Opinion

Profitability for drug companies is high. Nine percent of the income of Fortune 500 drug companies went for profits in 1970, 18 percent in 2002. To keep profits up, the industry strives for “vertical integration” to control drug production, from research idea to consumer purchase. Along the line, companies bend the results of scientific research.

Writing for medical journalists in the Nieman Reports (Summer 2003), John Abramson, a family physician turned writer, passes on some tips for accuracy. In the process he provides a glimpse into the world of commercialized scientific research.

His subject is a November 2002 New England Journal of Medicine (NEJM) article that advocates testing for the C-reactive protein (CRP) – usually a test for inflammation – to identify people at risk for cardiovascular disease. The study of 28,000 women suggests that women with the highest CRP levels – the top 20 percent – face a 2.3 times greater likelihood of suffering heart disease than the 20 percent with the lowest levels.

The media reported the study as a scientific breakthrough, enabling physicians to identify people at cardiac risk through CRP measurements and then treat them with cholesterol-lowering drugs. Abramson believes that reporters jumped the gun.

He notes that the NEJM article makes no mention of the fact that the high-risk women – the top 20 percent – suffered only 2.3 episodes of cardiovascular disease per 1,000 women, per year, compared to one episode per 1,000 among the 20 percent at lowest risk. Terminology used in the article – “2.3 times more likely” – greatly exaggerates the actual findings.

Further, Abramson recommends, reporters should consider authors’ affiliations with industry. Manufacturers of drugs and medical products fund 70 percent of current clinical research.
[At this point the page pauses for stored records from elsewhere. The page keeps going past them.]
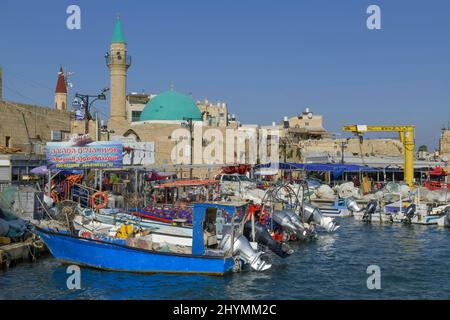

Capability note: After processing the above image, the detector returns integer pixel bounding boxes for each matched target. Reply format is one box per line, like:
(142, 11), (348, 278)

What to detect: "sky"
(0, 0), (450, 149)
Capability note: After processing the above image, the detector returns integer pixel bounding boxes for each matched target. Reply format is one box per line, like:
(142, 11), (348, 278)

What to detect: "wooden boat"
(34, 203), (244, 275)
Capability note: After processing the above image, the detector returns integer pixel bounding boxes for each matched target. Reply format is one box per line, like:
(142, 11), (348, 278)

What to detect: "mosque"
(100, 18), (246, 175)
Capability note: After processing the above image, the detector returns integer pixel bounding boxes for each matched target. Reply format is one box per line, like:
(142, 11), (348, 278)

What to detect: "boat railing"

Studies show that findings published by researchers with company connections are almost four times more likely to favor industry products than research done independently. The lead author of the NEJM article holds patents on tests for inflammation used to identify cardiac risk.

He says reporters should search out scientists’ undisclosed conflicts of interest. Two of the NEJM article’s authors turn out to have conducted research funded by a manufacturer of a drug for lowering cholesterol. Four days after publication, the AstraZeneca company announced a project designed to find out whether its new cholesterol-lowering drug would be effective in protecting people with elevated CRP levels from heart disease. The lead author had already been hired by AstraZeneca to direct the study.

The NEJM is often described in the press as “prestigious” or “august.” For U.S. physicians, its respectability is unquestioned. The possibility that an article in that journal is tainted places the NEJM’s reliability in doubt.

Abramson, looking at the tip of an iceberg equivalent, hints that the big problem is baleful collusion between money interests and medical research.

The 1980 Bayh-Dole Law set the stage for medical centers to farm out research to corporations by allowing university recipients of federal grants to secure patents for their discoveries and to market them. Industry support for university research doubled between 1980 and 2001. Financially strapped university hospitals seek out stipends from drug companies in return for exclusive access to, or a first look at, their research. Recently, drug companies have established “contract research organizations” to conduct clinical trials and hire researchers, including university scientists, as direct employees.

Concerned medical leaders complain that with industry pulling the strings, research findings may be doctored. For example, negative results go unpublished, and data may not be shared with the scientific community. Companies hire prominent scientists to ghostwrite reports of other researchers’ work. Research findings that suggest possible harm to patients has been lost, or reinterpreted, or withheld from publication. Drug companies promulgate favorable research findings without scientific validation. Hired scientists design skewed research projects to produce findings that meet company needs. Academic researchers take in generous fees, receive stock options, and sit on company boards. Review boards set up by public agencies and specialty societies to provide physicians with unbiased treatment recommendations are now populated by physicians in the pay of drug companies.

Commenting on the general state of U.S. health care, in an interview with Harvard Magazine, Abramson says we “tend to treat disease downstream, at the end stage – [which] happens to be the most profitable one. If you have a disease that is profitable to treat, the best place in the world to be is the United States …The medical enterprise pretends to care about our health, but it cares much more about corporate well-being.” Abramson notes that profiteering “is the job of private enterprise. But we’re expecting private enterprise to do something it can’t do and doesn’t want to do.” Karl Marx would agree.

What then about people’s needs, about science in the public interest? Medical scientists, practitioners, even company executives, have to work under the prevailing rules of capitalism. But choices are available. They can leave the field entirely, or remain captive to an ethos based on greed, or they can opt for rules that promote equity, indeed for a new set of principles that serve people rather than profit.